Knowledge of only one parameter (corner sizes) is not enough for finding of the area of a triangle. If there are any additional sizes, then for determination of the area it is possible to choose one of formulas in which as one of the known variables also corner size is used. Several such formulas applied are most frequent, given below.
Instruction
1. If except the corner size (γ) formed by two parties of a triangle also lengths of these parties are known (A and B), the area (S) of a figure it is possible to define how a half from the work of lengths of the known parties on a sine of this known corner: S=½×A×B×sin(γ).
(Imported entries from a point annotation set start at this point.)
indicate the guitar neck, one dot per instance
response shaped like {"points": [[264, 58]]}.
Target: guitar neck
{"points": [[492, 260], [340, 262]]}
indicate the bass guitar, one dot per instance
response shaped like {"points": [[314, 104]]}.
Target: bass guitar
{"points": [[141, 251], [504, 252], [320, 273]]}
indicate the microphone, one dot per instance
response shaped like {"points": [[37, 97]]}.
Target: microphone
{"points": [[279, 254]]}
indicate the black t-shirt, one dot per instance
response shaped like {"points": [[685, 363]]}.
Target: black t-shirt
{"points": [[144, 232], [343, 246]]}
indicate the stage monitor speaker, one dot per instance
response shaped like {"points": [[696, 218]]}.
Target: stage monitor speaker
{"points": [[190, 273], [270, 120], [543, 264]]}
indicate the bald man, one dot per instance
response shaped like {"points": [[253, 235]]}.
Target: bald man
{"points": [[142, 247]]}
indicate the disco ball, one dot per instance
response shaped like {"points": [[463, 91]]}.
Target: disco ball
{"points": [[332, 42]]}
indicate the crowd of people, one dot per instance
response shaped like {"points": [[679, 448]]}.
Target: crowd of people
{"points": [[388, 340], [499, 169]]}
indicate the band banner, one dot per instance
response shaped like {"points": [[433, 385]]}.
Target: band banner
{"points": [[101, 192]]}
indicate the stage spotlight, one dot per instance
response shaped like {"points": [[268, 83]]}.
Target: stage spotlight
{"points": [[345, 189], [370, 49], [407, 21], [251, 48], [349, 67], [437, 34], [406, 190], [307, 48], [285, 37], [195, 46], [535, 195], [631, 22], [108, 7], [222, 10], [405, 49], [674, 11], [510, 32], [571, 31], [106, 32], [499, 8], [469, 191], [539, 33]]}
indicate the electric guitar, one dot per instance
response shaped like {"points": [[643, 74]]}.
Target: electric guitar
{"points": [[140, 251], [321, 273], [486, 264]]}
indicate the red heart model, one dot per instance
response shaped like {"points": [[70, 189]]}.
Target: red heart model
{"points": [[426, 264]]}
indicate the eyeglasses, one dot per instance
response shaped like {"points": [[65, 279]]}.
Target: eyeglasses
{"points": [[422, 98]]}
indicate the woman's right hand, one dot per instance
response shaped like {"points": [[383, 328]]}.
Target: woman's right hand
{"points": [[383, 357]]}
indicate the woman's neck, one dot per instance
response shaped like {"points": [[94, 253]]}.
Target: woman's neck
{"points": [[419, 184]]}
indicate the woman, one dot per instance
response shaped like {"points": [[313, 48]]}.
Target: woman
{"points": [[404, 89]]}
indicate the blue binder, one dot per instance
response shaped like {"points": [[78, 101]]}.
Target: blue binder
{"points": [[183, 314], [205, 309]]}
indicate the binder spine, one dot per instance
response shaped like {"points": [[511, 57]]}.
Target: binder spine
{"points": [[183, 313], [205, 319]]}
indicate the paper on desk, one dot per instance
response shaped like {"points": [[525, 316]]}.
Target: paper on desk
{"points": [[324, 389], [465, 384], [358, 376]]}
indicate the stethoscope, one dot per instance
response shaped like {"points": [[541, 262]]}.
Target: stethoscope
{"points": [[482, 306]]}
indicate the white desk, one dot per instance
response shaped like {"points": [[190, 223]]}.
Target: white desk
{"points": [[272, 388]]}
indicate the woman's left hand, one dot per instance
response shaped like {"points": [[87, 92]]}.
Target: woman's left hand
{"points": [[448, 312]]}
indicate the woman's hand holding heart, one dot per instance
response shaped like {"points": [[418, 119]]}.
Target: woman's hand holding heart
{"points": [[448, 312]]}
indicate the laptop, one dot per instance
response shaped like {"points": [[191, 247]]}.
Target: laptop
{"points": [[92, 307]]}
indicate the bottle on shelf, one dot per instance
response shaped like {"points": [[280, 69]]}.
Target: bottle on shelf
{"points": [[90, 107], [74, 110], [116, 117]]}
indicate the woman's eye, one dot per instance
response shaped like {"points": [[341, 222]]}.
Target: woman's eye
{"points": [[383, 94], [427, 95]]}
2. If except the size of one corner (γ), also length of the party (A) adjoining to it and also size of the second corner (β), too adjacent to this party is known, then the area (S) of a triangle can be calculated if to find private from division of the squared length of the only known party into the doubled sum of cotangents of both known corners: S=½×A² / (ctg(γ)+ctg(β)).
3. At the same basic data when in a triangle sizes of two corners are known (γ and β) and length of the party between them (A), it is possible to calculate the area (S) of a figure and a little in a different way. For this purpose it will be required to find the work of the squared length of the known party on sine of both corners, and to divide the received result into the doubled sine of the sum of these corners: S=½×A²×sin (γ)×sin(β)/sin(γ+β).
4. If sizes of all three corners (α, β, γ) in triangle tops are known and also length at least of one of its parties (A), then it is possible to determine the area (S), having calculated fraction in which numerator there will be a work of the squared length of the known party on sine of the corners adjoining to it, and in a denominator - the doubled sine of the angle lying opposite to the known party: S=½×A²×sin (γ)×sin(β)/sin(α).
5. If sizes of all three corners are known (α, β, γ), and there are no data on lengths of the parties, but the radius (R) of the circle described near a triangle is given, then this data set will allow to calculate the area (S) of a figure too. For this purpose it is necessary to double the work of the squared radius on sine of all three corners: S=2×R²×sin (α)×sin (β)×sin(γ).